In November, the UK government unveiled plans to introduce screening of M&A transactions on national security grounds, heralding wide-ranging legislative powers to intervene on deals and compulsory deal clearance for key sectors. Lawyers say the new National Security and Investment Bill’s biggest impact will be another layer of due diligence and slower deal timetables.
“The key concern is the scope of the mandatory regime,” says Simon Lyell, private equity partner at Weil, Gotshal & Manges, referring to the requirement for proposed acquirers of assets in certain key sectors to seek authorisation before closing deals. “That is very wide and could catch a lot of businesses. We don’t yet know the final form of the regulations, which may narrow, but at the moment, for example, a data storage business that stores data for certain sectors, such as major airports or defence, would be caught.”
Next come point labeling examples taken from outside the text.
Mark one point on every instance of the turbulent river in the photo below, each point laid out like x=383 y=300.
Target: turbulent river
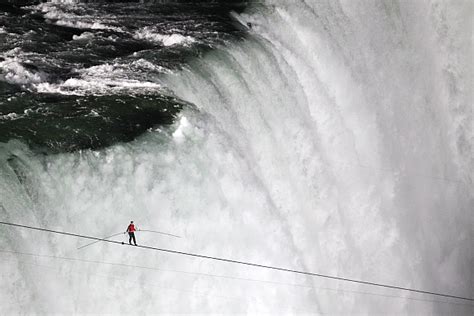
x=326 y=136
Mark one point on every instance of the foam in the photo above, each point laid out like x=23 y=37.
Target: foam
x=12 y=71
x=149 y=34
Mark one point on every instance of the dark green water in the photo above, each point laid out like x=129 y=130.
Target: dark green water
x=87 y=75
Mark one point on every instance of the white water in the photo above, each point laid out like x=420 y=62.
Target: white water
x=336 y=139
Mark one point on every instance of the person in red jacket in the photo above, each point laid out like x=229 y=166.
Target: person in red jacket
x=131 y=233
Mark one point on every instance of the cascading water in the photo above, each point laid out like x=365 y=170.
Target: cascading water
x=336 y=138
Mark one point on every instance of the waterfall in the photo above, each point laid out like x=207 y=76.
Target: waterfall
x=336 y=138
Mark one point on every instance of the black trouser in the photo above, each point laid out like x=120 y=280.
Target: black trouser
x=132 y=236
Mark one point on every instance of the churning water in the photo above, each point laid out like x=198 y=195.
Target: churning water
x=332 y=136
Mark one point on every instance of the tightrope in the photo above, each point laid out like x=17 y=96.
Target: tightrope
x=243 y=262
That means an added layer of diligence of targets and their customers. “The processes people like are the ones that move quickly and efficiently – this is going to hamper that,” says Lyell.
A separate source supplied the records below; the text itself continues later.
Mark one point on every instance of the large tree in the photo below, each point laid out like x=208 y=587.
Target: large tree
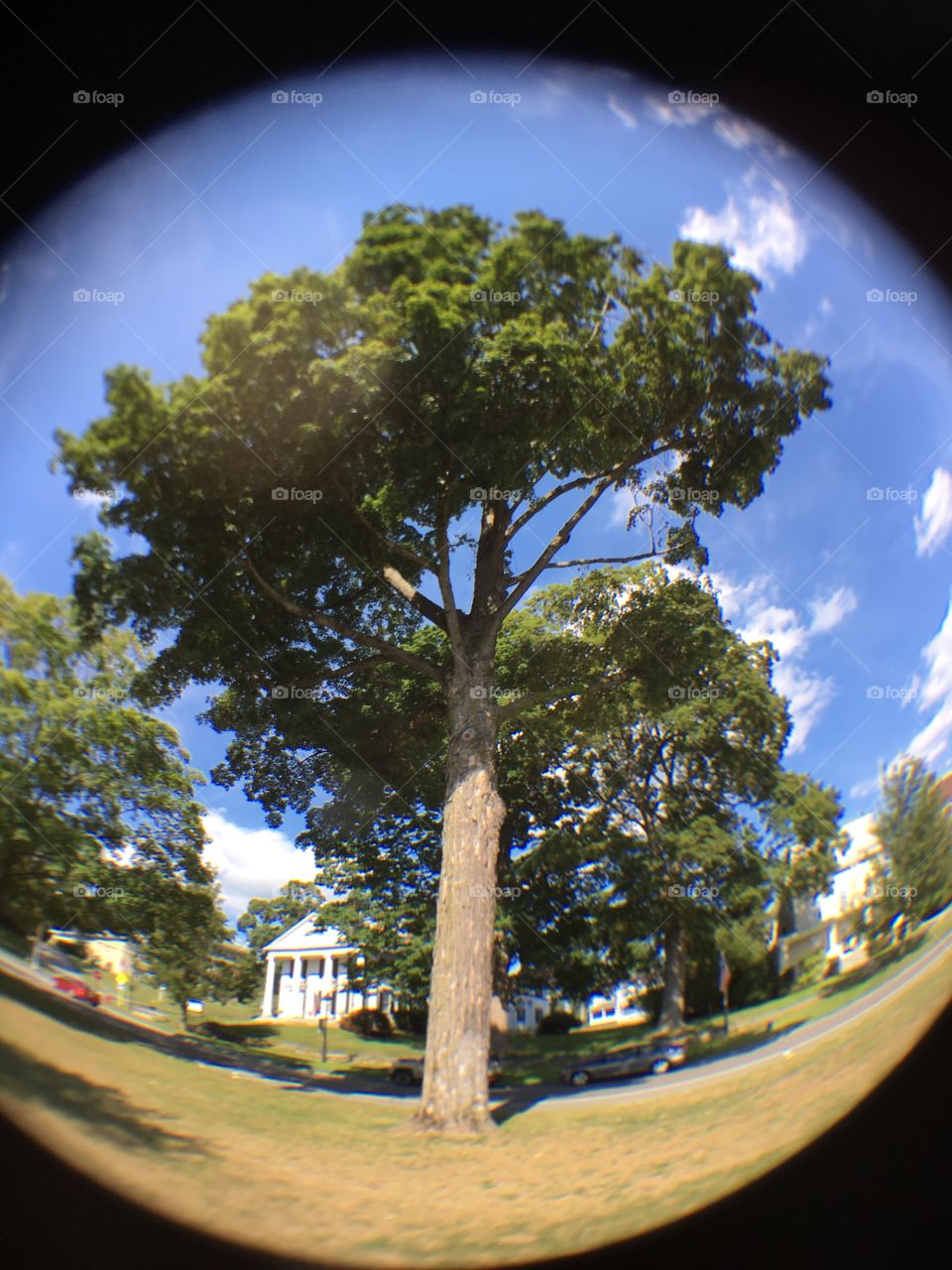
x=99 y=824
x=416 y=439
x=665 y=793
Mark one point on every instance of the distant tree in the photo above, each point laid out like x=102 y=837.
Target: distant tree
x=384 y=871
x=236 y=974
x=914 y=826
x=661 y=792
x=266 y=919
x=181 y=952
x=99 y=824
x=798 y=833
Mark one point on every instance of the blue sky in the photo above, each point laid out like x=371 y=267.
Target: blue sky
x=844 y=562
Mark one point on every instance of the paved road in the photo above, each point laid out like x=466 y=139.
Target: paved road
x=14 y=970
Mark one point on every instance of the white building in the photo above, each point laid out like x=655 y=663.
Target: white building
x=307 y=975
x=622 y=1006
x=307 y=978
x=832 y=922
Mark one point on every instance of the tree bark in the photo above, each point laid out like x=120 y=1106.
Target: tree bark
x=675 y=961
x=454 y=1096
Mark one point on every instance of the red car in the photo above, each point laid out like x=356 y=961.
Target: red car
x=76 y=988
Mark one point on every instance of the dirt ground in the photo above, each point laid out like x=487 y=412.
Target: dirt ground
x=341 y=1179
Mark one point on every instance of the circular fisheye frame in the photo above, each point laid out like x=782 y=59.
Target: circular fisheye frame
x=479 y=690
The secretary of state will also be able to call in acquisitions of a much wider range of sensitive assets to do a national security assessment. “There is the potential for long delays to deal timetables,” says Lyell. “The simultaneous filing and closing of deals is going to become a thing of the past; it is already falling out of vogue.”
Many are already familiar with the principles thanks to the Committee on Foreign Investment in the US. Ivan Schlager, a partner at Kirkland & Ellis, says: “The useful thing about the UK process is that people have been anticipating this for some time and have begun to factor it into transactions. So, from that perspective, I don’t think there is going to be a tremendous dislocation in the deal environment.
“Non-problematic buyers, including well-known funds with well-established GP/LP relationships, will be able to leverage off of the work they have done with CFIUS over the years, and with the French process and others. The parameters of how to look at a deal and structure a deal are pretty well known.”
Some of the key issues for private equity are around fund structuring to account for LPs that come from sensitive locations. They need to be insulated from access to sensitive data or technologies, in line with the US process.
Precisely how the UK regime will differ from CFIUS and other regimes remains to be seen, but Schlager says that is not all that matters: “The details matter because they give you a
road-map and some bright lines for identifying certain sensitivities. But the fine art of this is understanding how the rules are going to be interpreted and getting to know the personalities of the people interpreting the rules.
“The real issue is understanding the policy objectives of the administration and how this fits in with the broader national economic policy objectives. In my experience, there isn’t a legal precedent that you can pull down, but deal by deal the regulatory issues become clear.”
When it comes to national security, every transaction is unique. Dealmakers are likely to avoid taking unnecessary risks. Lyell says: “Any new regime is always viewed with suspicion at the start but, because of the rule of law here, people will assume it will be run properly. Nevertheless, until there’s some precedent under the authority’s belt so people can look to that for guidance, there will be initial caution that will result in additional filings given the serious consequences of getting it wrong.”